Uma contradição marca a concepção e condução da política econômica do governo do presidente Luiz Inácio Lula da Silva: o diagnóstico equivocado dos problemas brasileiros. É o que afirma o economista Marcos Mendes, professor do Insper.

Servidor licenciado da Consultoria Legislativa do Senado, com passagens pelo Banco Central e Tesouro Nacional, Mendes foi assessor especial do Ministério da Fazenda entre 2016 e 2018, ajudando a formatar a Emenda Constitucional do Teto de Gastos e a reforma da Previdência.

Segundo ele, o conceito de economistas do PT é que o crescimento da economia é induzido pelo governo e não pelo setor privado. Além disso, o foco no aumento da receita em detrimento do corte de despesa reforçam a possibilidade de o pacote fiscal - a ser anunciado pela equipe econômica - frustrar as expectativas, com metas frouxas de déficit primário.

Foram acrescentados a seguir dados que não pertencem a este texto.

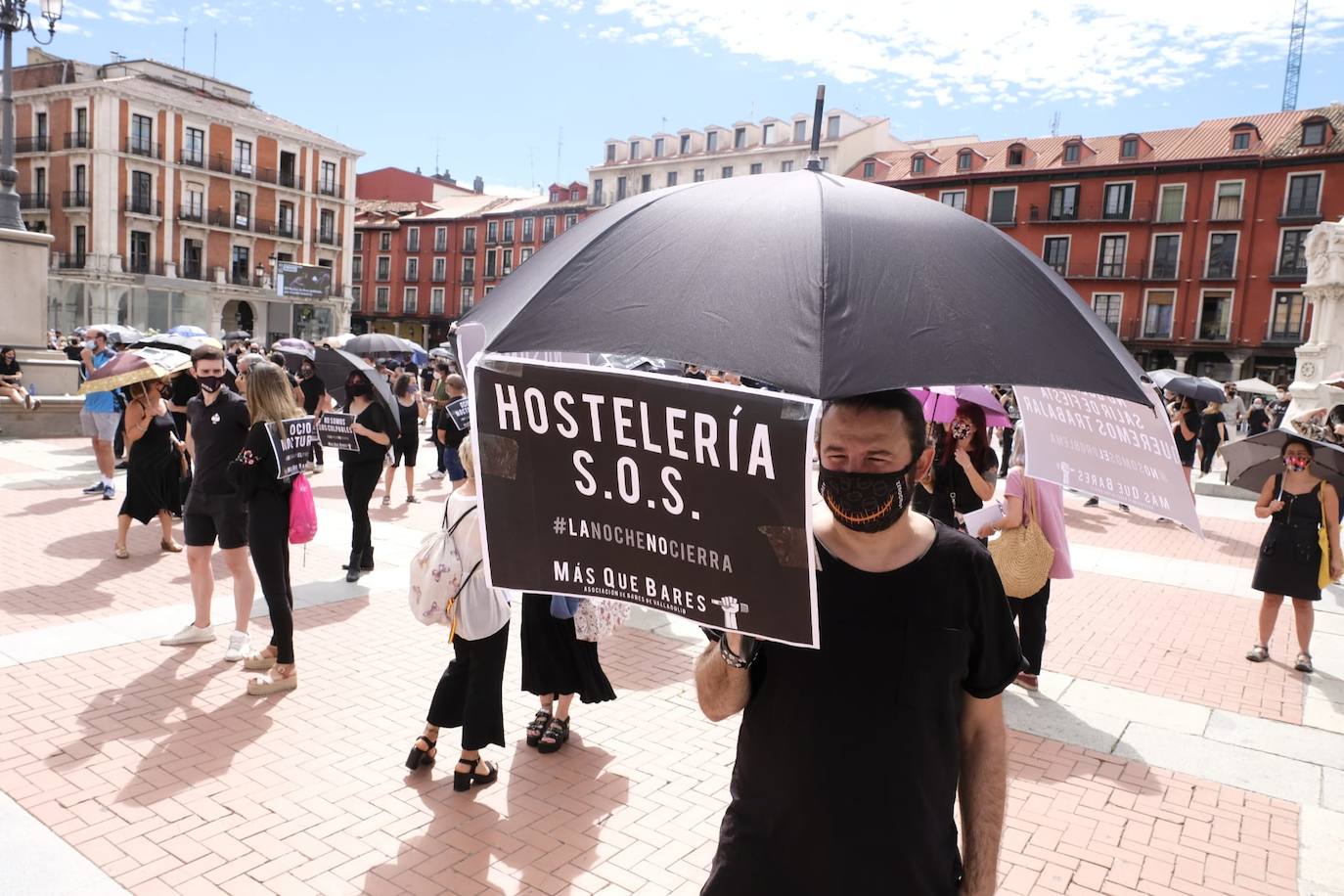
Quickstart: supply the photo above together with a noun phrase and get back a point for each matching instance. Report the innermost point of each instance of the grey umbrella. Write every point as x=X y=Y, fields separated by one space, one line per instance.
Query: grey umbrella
x=822 y=285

“O governo está criando para si uma armadilha, pois corre o risco de a montanha parir um rato”, alerta Mendes, nesta entrevista ao NeoFeed. Ele prevê dois efeitos negativos para o governo com um arcabouço frágil: desancoragem da inflação e reação do Congresso Nacional, com aprovação de medidas duras para retomar o equilíbrio fiscal.

Quais são os principais erros e acertos na concepção e condução da política econômica do novo governo federal?
A forte participação do presidente Lula na condução de temas econômicos indica a opção por uma política econômica da cabeça dos economistas do PT. E, na minha opinião, eles têm um diagnóstico equivocado dos problemas brasileiros. Eles acham, por exemplo, que quem induz o crescimento econômico do País é o governo e o baixo crescimento se deve à falta de demanda. Daí a ideia de o governo precisar gastar mais para girar a economia e aumentar a demanda para o país crescer.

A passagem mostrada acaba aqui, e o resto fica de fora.